Creer.

Creer.

El día despertó demasiado lúgubre e intenso, pero nada comparado con la oscuridad que la invadía por dentro. Sin poder evitarlo su mente comenzó a repasar todos aquellos momentos de su vida en los que el guión ya estaba escrito, ninguna otra opción era posible y la sombra, el papel secundario, eran los únicos elegidos para ella; nunca se preguntó quién lo decidía, quién no creía en ella lo suficiente como para otorgarla el papel protagonista, ni siquiera en su propia vida.

Todas sus parejas siempre la eclipsaban sin que Julia se opusiera lo más mínimo. Escuchaba los problemas de cada una de las personas que formaban parte de su vida, o incluso, que en algún momento entraron en ella para marcharse antes o después. Asumía que cada uno de ellos tenía razones lo suficientemente importantes para lamentarse, sin embargo tampoco se preguntó si ella merecía el mismo derecho.

Un día, en un pasillo de unos grandes almacenes sin ninguna razón aparente explotó. Ni siquiera recordaba que lo desencadenó, pero se plantó en seco y dio media vuelta dejando a la persona que en ese momento creía valer más que ella. Cada uno de sus pasos era más valiente y seguro que el anterior, no tenía duda de a dónde la llevarían, solo que era la decisión correcta.
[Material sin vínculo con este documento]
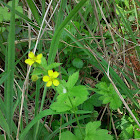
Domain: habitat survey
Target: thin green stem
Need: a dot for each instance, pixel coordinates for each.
(42, 103)
(76, 118)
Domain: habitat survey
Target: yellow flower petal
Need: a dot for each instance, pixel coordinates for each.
(38, 61)
(55, 74)
(46, 78)
(29, 61)
(39, 56)
(31, 55)
(55, 82)
(50, 73)
(49, 83)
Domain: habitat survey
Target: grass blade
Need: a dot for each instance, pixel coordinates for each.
(4, 124)
(10, 68)
(57, 34)
(34, 11)
(21, 15)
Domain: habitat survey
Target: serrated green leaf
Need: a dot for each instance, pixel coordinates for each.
(52, 66)
(68, 136)
(108, 95)
(78, 63)
(93, 132)
(72, 80)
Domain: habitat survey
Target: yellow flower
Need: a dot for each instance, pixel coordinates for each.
(51, 78)
(32, 59)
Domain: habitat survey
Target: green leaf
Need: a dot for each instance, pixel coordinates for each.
(68, 136)
(108, 95)
(37, 71)
(70, 99)
(44, 62)
(91, 102)
(58, 32)
(5, 14)
(52, 66)
(4, 77)
(78, 63)
(93, 132)
(136, 133)
(72, 80)
(34, 11)
(71, 70)
(2, 137)
(4, 124)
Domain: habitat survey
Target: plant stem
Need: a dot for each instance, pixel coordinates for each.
(76, 118)
(42, 103)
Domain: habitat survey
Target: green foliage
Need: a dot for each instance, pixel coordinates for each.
(128, 128)
(92, 132)
(72, 80)
(78, 63)
(5, 14)
(68, 136)
(108, 95)
(92, 101)
(70, 96)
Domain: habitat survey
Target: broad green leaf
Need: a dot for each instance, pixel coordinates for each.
(93, 132)
(53, 65)
(136, 133)
(44, 62)
(78, 63)
(127, 132)
(68, 136)
(108, 95)
(71, 70)
(69, 100)
(72, 80)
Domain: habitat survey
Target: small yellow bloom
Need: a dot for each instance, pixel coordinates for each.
(51, 78)
(32, 59)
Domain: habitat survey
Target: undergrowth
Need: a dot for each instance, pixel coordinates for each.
(70, 69)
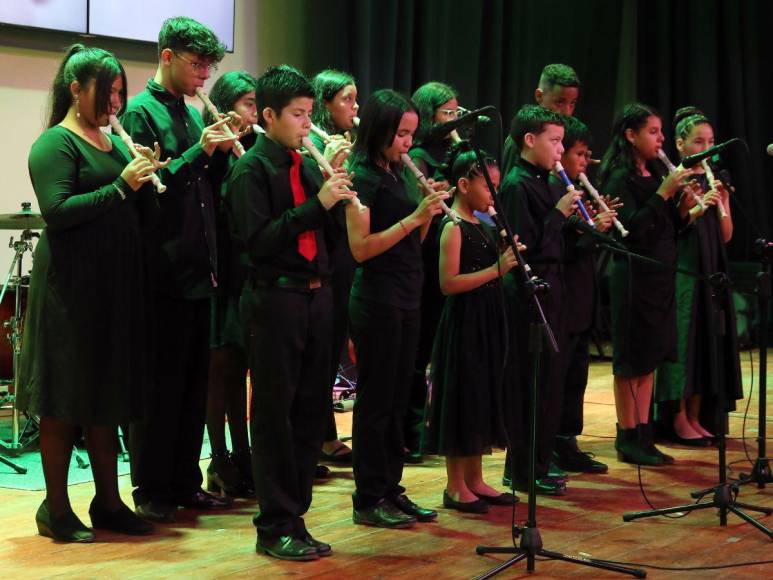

Pasaron los días y nadie llamó a su puerta, nadie descolgó el teléfono para preocuparse por ella, nadie estuvo a su lado como lo habría hecho ella.

– ¿Julia?

– Sí soy yo. -No fue capaz de reconoer aquella voz al otro lado del teléfono y el número no estaba registrado en la agenda.

– Soy Jaime, hace mucho que no se nada de ti, ¿va todo bien?

Sin poder controlarlo Julia rompió a llorar, esa vorágine de sensaciones que llevaban aguardando en su pecho tanto tiempo explotaron sin control. ¿Cómo era posible que alguien con quien apenas tenía relación hubiera sido el primero y el único en preocuparse, o al menos darse cuenta, de que algo no iba bien? Julia no hubiera imaginado ni en sus mejores sueños a dónde la llevarí la puerta que acaba de abrirse frente a ella, sin ni siquiera llamar.

Fue el principio de una nueva vida en la que se sentía protagonista, querida y valorada. Se dio cuenta, aunque desperdiciara muchas noches e infinitas lágrimas que a todos menos a ella, les habian enseñado a llorar, a lamentarse y exigir lo que creían justo para ellos o incluso mucho más… por si se cruzaban con alguien tan carente de seguridad y autoestima como Julia.

Sí, necesitó a alguien como Jaime que entró en su vida sin llamar, para darse cuenta que el amor verdadero es aquel que se afianzaba y echaba raices con cada problema, demostrándoles que solo así las semillas realmente auténticas crecían.

Se sentó sobre la cama, esta vez no quiso esconderse y desaparecer entre las sábandas, en esta ocasión sin saber por qué, el cielo se tiñó de fucsia intenso para comenzar un nuevo día sin lamentarse ni llorar. Se dio cuenta que ella, no era como los demás, era más fuerte y solo debía aprender a priorizar sin miedo a soltar el ancla de todos aquellos que querían utilzarla como piedra de impulso.